CDT/C editor enhancements/Camel-case completion
This is a problem page. Please treat it as a discussion page and feel free to insert your comments anywhere. My open questions are in bold--Tomasz Wesołowski 13:40, 17 May 2010 (UTC)
- 1 Description
- 2 Ranking
- 3 Solution
- 4 Design
- 4.1 Matching Rules
- 4.2 Performance Considerations
- 4.3 Required Core Modifications
- 4.4 Required UI Modifications
- 5 References
When using context assist, many symbols with a similar beginning of name may exist. A solution to select one of them quickly is to search the proposals by their abbreviation as an alternative to searching by beginning of the name. This allows to find the desired proposal more quickly often, especially for long names.
Importance: 3/5 --Tomasz Wesołowski 13:40, 17 May 2010 (UTC)
3/5 --Tobias Hahn 09:44, 18 May 2010 (UTC)
5/5 --Jens Elmenthaler I'm using it very often in Java, I really miss it in C++. It possibly also supports the filtering you discussed on another page.
3/5 --Kirstin Weber 08:49, 10 June 2010 (UTC)
3/5 --Gil Barash 18:15, 25 September 2010 (UTC)
Please append your opinion here.
This feature can be implemented in a way similar to JDT. It must also be taken into account that camelCase is only one convention in C++ and underscore_case is also popular.
An expected behaviour for giving context assist options of a text 'get' would be to give context assist results in a way similar to:
getSomething // match by name start giveExampleText // match by camel case give_example_text // match by underscore case GIVE_EXAMPLE_TEXT // match by capital underscore case
Matches by name start shall have higher priority than matches by abbreviation.
The size of characters shall be ignored while matching (i.e. only be used to find word boundaries to determine the abbreviation, but not for filtering the results.
This approach would be a bit different than JDT, but allows to select some_symbol and someSymbol in an uniform way - do you find this way preferred or do you prefer strict case sensitivity here, like sS for someSymbol and ss (or even s_s) for some_symbol? Please provide use cases.

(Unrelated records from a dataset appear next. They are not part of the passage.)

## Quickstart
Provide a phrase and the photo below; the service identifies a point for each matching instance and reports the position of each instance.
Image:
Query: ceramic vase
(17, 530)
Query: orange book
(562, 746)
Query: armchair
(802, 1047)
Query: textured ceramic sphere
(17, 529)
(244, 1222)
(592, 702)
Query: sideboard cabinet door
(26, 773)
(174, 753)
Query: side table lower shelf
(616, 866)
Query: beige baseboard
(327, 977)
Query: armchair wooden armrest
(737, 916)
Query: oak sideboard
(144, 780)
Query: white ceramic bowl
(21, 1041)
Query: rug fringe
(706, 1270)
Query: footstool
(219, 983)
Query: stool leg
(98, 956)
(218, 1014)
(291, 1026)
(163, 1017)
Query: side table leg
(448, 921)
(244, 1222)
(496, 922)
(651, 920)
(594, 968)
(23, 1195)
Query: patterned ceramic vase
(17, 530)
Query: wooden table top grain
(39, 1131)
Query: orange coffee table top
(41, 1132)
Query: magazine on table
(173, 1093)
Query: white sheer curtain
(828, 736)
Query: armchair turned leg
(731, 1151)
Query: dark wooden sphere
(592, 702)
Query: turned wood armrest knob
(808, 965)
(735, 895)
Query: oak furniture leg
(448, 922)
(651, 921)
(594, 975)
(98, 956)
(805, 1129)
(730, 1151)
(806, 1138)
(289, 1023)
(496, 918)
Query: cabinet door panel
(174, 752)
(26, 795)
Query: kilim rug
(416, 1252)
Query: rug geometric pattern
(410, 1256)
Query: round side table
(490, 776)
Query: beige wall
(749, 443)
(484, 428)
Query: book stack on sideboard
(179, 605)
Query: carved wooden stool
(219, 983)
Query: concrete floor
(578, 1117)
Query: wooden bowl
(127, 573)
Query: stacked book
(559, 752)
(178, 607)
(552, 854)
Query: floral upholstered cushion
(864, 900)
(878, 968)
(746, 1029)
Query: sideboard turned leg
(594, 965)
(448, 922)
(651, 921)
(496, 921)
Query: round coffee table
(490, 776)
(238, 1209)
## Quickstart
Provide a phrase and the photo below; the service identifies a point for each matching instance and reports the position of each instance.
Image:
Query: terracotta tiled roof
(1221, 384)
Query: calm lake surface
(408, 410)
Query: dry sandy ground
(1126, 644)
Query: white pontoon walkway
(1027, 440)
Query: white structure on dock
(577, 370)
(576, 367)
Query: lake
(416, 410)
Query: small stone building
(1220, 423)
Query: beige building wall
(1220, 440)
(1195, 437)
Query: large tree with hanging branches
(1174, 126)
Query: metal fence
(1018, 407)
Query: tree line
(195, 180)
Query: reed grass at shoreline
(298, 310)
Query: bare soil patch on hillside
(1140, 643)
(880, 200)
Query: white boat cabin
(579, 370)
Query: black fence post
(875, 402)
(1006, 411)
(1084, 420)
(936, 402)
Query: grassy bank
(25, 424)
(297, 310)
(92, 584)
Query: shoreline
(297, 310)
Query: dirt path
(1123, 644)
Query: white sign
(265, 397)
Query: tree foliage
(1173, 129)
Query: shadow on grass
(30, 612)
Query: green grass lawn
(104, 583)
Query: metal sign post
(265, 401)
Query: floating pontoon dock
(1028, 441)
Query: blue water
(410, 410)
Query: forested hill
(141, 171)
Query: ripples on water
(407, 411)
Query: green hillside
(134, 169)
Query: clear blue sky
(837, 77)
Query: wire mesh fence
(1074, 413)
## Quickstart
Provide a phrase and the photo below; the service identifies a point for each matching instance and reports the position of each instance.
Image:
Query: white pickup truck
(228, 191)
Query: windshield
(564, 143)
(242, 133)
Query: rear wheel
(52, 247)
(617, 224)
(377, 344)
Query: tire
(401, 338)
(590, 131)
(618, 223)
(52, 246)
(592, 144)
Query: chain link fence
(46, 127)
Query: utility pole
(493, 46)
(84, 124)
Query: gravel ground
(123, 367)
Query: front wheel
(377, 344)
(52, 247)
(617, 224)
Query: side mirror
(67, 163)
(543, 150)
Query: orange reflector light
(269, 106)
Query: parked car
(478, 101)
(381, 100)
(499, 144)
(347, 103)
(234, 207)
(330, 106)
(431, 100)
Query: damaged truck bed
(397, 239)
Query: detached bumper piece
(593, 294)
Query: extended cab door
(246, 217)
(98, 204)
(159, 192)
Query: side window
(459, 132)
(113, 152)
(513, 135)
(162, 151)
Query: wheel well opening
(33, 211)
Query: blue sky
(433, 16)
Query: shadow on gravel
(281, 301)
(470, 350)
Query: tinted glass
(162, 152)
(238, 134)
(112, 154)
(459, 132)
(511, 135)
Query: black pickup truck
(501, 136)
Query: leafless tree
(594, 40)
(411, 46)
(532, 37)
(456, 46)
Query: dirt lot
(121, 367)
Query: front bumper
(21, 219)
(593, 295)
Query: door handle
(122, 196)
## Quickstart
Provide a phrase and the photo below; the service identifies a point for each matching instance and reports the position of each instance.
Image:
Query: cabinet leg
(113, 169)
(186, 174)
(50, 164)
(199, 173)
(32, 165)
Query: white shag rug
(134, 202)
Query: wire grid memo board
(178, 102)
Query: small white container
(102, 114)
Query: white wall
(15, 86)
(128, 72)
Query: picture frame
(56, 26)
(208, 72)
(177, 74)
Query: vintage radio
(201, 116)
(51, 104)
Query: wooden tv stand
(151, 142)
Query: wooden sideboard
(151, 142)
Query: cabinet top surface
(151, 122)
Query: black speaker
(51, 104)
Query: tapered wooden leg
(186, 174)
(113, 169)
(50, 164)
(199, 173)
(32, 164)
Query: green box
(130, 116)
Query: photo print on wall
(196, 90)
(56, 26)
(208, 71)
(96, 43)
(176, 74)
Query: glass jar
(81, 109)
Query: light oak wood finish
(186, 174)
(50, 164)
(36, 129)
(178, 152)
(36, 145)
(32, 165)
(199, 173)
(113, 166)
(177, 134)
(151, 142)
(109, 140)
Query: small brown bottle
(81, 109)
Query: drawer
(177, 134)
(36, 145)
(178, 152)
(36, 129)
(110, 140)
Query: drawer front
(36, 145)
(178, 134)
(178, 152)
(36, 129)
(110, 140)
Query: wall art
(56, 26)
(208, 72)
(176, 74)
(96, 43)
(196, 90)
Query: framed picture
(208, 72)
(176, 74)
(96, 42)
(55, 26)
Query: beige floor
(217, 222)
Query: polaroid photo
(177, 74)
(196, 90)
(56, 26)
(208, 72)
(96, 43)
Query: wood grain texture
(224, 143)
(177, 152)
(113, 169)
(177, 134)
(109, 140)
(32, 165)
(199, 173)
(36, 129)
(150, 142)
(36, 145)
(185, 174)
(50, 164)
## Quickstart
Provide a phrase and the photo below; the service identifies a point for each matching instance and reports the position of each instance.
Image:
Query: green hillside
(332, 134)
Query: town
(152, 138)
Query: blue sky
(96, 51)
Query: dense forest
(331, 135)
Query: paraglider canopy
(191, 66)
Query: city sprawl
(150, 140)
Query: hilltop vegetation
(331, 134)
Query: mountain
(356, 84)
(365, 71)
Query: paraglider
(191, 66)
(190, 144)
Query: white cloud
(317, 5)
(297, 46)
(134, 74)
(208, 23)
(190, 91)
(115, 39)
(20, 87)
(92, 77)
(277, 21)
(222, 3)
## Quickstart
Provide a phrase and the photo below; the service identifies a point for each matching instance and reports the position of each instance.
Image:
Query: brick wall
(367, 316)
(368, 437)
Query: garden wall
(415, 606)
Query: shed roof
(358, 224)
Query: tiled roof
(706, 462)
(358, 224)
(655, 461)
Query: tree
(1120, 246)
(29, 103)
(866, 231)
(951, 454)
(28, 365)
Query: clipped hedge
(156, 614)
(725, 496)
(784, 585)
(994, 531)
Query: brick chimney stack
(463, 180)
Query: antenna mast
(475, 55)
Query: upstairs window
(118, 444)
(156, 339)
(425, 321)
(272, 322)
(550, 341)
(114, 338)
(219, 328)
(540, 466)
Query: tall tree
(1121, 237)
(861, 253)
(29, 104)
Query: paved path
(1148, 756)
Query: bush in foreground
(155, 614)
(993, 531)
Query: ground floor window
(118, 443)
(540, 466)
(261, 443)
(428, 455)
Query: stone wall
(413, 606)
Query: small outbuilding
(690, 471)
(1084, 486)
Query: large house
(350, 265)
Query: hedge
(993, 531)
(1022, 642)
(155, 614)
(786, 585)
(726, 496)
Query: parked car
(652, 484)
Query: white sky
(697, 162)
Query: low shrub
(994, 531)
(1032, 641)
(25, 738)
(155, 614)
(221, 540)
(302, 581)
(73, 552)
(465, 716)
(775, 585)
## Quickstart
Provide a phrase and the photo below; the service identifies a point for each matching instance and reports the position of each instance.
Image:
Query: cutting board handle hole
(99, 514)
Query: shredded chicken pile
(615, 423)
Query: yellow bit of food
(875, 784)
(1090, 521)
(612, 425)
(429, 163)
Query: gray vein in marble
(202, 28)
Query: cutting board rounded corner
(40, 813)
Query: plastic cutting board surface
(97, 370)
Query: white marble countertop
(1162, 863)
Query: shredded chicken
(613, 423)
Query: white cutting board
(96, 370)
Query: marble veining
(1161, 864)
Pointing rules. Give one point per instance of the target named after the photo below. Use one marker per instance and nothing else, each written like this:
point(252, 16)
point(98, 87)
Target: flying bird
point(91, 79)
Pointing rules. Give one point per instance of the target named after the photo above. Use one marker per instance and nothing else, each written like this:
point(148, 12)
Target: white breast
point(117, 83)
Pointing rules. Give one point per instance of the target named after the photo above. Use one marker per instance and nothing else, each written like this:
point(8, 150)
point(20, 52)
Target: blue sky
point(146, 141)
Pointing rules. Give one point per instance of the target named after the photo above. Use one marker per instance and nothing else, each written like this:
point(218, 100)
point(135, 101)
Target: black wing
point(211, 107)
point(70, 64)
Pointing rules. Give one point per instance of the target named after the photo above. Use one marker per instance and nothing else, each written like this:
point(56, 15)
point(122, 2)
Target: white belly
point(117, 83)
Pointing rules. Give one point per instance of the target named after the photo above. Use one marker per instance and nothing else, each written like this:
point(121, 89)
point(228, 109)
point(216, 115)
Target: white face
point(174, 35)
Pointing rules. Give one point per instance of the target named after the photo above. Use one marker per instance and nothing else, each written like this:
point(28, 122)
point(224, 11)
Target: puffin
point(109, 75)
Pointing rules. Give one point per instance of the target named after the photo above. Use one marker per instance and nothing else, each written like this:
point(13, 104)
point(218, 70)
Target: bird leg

Jens Elmenthaler For camelCase matching, we should use the same rules as JDT. That means someSymbol would not match ss. The question whether an underscore_case matches a given string or not is not so simple. My proposal would be to treat _ or an uppercase letter in the typed string as the beginning of a new word, and then match the canndidates accordingly. I.e. typing sS would result in someSymbol and some_symbol. s_s would result in some_symbol only.
Gil Barash I agree that a capital letter or an underscore should represent the beginning of a new word. But my examples would be a bit different:
- 'ab' should match only symbols which start with 'ab' (ignoring case).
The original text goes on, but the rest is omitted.